The Administrative Core of the Southwest Hub for American Indian Youth Suicide Prevention Research
(Southwest Hub) will function as the backbone of the research and administration initiatives of the
youth suicide prevention enterprise. It will provide essential management, logistical and technical
support to successfully implement the proposed study, capacity building activities, and application of
findings to policy development and practice to prevent American Indian youth suicide and promote
resilience among Hub partners and beyond. Hun team members include technical lead, johns Hopkins
Center for American Indian Health (CAIH); core research intensive partners, the White Mountain
Apache Tribe and Navajo Nation; and satellite partners, the San Carlos Apache, Hualapai and Cherokee
Nations. Primary aims of the Administrative Core are: 1) oversee the responsible and accountable
administration, coordination and fiscal management of all activities of this NIMH U19 cooperative
agreement; 2) optimize effective, unified, timely and transparent communication, collaboration,
interaction, and decision-making among the multi-disciplinary research team, tribal community
collaborators; allied health service and policy organizations; other Hub grantees and their networks; and
NIMH staff; and 3) conduct outreach and dissemination activities in consultation with tribal leaders to
ensure key findings reach most relevant audiences to inform mental health programs, practices and
policies to promote AIAN youth health and well-being. CAIH is well-situated to administer the Southwest
Hub with current reach to indigenous populations across North American, substantial experience
managing a portfolio of over 70 federal grants, and successful dissemination of its evidence-based
programs to over 75 tribal communities.

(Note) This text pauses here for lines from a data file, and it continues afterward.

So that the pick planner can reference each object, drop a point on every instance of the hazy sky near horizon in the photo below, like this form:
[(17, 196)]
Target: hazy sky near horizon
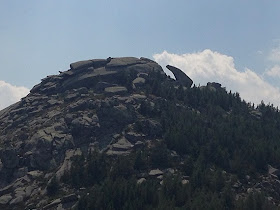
[(236, 43)]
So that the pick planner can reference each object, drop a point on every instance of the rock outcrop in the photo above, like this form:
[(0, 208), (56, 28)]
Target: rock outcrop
[(181, 77), (94, 104)]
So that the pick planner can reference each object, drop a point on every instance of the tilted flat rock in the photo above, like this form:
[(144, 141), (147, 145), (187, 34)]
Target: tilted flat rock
[(180, 76)]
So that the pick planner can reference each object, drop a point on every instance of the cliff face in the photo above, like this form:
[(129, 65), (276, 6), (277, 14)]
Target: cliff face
[(118, 125), (94, 104)]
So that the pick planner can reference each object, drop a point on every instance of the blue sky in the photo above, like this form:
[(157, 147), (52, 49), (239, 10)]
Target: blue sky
[(39, 38)]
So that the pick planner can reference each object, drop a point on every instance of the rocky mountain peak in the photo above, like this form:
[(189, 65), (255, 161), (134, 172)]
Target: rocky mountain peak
[(95, 104)]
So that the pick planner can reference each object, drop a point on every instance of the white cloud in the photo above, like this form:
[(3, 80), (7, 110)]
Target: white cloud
[(274, 54), (10, 94), (209, 66), (274, 71)]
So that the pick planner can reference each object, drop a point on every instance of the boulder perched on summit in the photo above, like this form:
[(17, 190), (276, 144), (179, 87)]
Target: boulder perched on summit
[(181, 77)]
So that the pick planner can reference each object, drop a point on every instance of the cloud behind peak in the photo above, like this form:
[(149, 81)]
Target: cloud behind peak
[(210, 66), (10, 94)]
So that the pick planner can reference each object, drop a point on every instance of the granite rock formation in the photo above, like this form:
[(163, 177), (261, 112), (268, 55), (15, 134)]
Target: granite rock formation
[(93, 104)]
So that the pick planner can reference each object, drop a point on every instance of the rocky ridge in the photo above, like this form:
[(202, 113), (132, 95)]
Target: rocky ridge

Innovative aspects of our Administrative Core include:
leveraging well-formed Community Advisory Boards, paired teams of academic and community
partners for capacity development, and innovative technology for project management,
communication and collaboration. The Southwest Hub partners are poised to expand upon trusted
research relationships to produce novel evidence, and exercise tribal sovereignty and extensive
networks to overcome tribal youth suicide disparity, while contribution new understanding about
promoting youth resilience.

## Key facts

- **NIH application ID:** 10166934
- **Project number:** 5U19MH113136-05
- **Recipient organization:** JOHNS HOPKINS UNIVERSITY
- **Principal Investigator:** Mary Cwik
- **Activity code:** U19 (R01, R21, SBIR, etc.)
- **Funding institute:** NIH
- **Fiscal year:** 2021
- **Award amount:** $556,654
- **Award type:** 5
- **Project period:** 2017-06-20 → 2024-11-30

## Primary source

NIH RePORTER: https://reporter.nih.gov/project-details/10166934

## Citation

> US National Institutes of Health, RePORTER application 10166934, Southwest Hub for American Indian Youth Suicide Prevention Research (5U19MH113136-05). Retrieved via AI Analytics 2026-05-23 from https://api.ai-analytics.org/grant/nih/10166934. Licensed CC0.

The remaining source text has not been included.